第10話


真実



あずみの手を握る真希子。

真希子

板垣さん、ごめんなさいね。あなたに罪を着せようとして。ずっとあなたの若さと美しさを汚したかった。直也を奪われた事よりその感情の方が強かったのかも。醜いでしょう、私

あずみ


逃げ出すように走り去るあずみ。

草野

おい!

花園

もう彼女はいいわ。私が言うと説得力に欠けるかもしれませんが、男って女よりロマンティストなんですよ


箱を開ける草野。

中からハート型でアイスブルーの指輪。

リングに刻まれた“MAKIKO.G”

草野

ハートアクアマリンといって、芸術的な想像力、自己表現力を高める力があるそうです

花園

後藤真希子さん、あなたが今夜のお姫だったんです

草野

直也さんの書斎にあったデータをプリントアウトしたものです


用紙を真希子に手渡す草野。

読む真希子。

真希子へ 

君は僕にとってどんな存在なのかとふと思う時がある。

妻か?
ビジネスパートナーか?
母か?
恋人か?

あまりに多くの時間を過ごしてきたために
僕の感覚はマヒしてしまっている。

こんなに近くにいるのに答えはどこか遠い海に流されてしまったようだ。

でもこれだけは言える。


僕たちは出会って10年経ったのだ。


時の流れは止められないが、
僕たちは確かにこの10年を支えあって生きてきたね。

このまま頼りなくてわがままな僕の最後を看取るのは君しかいない。

ささやかではあるがこの指輪に僕の10年間の感謝を込める。

受け取ってほしい。

そしてこれからの人生を君に捧げます


愛しています


後藤直也



草野

この手紙と一緒に直也さんの書斎にこれが


バラの花束を受け取る真希子。

真希子

…どうしてあのときちゃんと言ってくれなかったのよ

花園

奥さんを驚かせたかったんでしょう。

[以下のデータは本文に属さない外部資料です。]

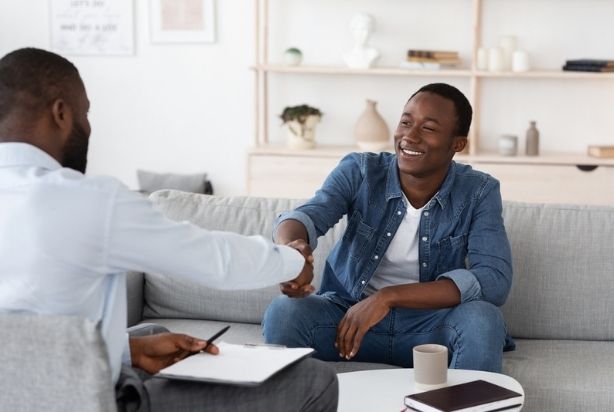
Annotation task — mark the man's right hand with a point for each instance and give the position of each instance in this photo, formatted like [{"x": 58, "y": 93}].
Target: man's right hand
[{"x": 300, "y": 286}]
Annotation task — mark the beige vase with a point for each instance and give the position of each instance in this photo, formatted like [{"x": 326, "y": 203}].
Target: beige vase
[{"x": 371, "y": 132}]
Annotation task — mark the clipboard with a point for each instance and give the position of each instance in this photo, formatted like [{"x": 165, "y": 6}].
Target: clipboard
[{"x": 242, "y": 365}]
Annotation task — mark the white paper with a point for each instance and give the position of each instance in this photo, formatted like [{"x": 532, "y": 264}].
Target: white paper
[{"x": 239, "y": 364}]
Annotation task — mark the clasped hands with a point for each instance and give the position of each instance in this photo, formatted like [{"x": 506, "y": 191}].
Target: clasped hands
[{"x": 358, "y": 319}]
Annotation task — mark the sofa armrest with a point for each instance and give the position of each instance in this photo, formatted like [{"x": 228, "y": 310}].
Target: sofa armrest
[{"x": 135, "y": 282}]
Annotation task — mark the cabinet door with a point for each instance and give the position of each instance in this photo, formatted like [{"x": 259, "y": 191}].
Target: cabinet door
[
  {"x": 553, "y": 184},
  {"x": 287, "y": 176}
]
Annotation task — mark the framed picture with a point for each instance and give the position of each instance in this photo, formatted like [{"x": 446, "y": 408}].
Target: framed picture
[
  {"x": 182, "y": 21},
  {"x": 92, "y": 27}
]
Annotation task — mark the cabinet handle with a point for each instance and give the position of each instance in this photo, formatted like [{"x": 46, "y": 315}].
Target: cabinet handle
[{"x": 587, "y": 168}]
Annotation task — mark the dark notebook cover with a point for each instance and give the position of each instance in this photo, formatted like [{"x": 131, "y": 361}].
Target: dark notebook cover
[
  {"x": 464, "y": 395},
  {"x": 587, "y": 68},
  {"x": 590, "y": 62}
]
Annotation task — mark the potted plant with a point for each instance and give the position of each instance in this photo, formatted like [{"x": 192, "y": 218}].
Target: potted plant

同じ立場なら私もそうしたかもしれません

真希子

初めから何もかも知ってたのね。どうして、今日が私たちの結婚記念日だってわかったの?

花園

はい、理由は2つあります。一つは入った時、カレンダーの今日の日付にピンクで印が。あなたにとって何か大事なお祝い事があったのでしょう。あともう一つは


真希子の胸に薔薇の花を差しながら

花園

出会った時からあなた、失恋した乙女の目をしていたんですもの


ハートの指輪に落ちる真希子の涙。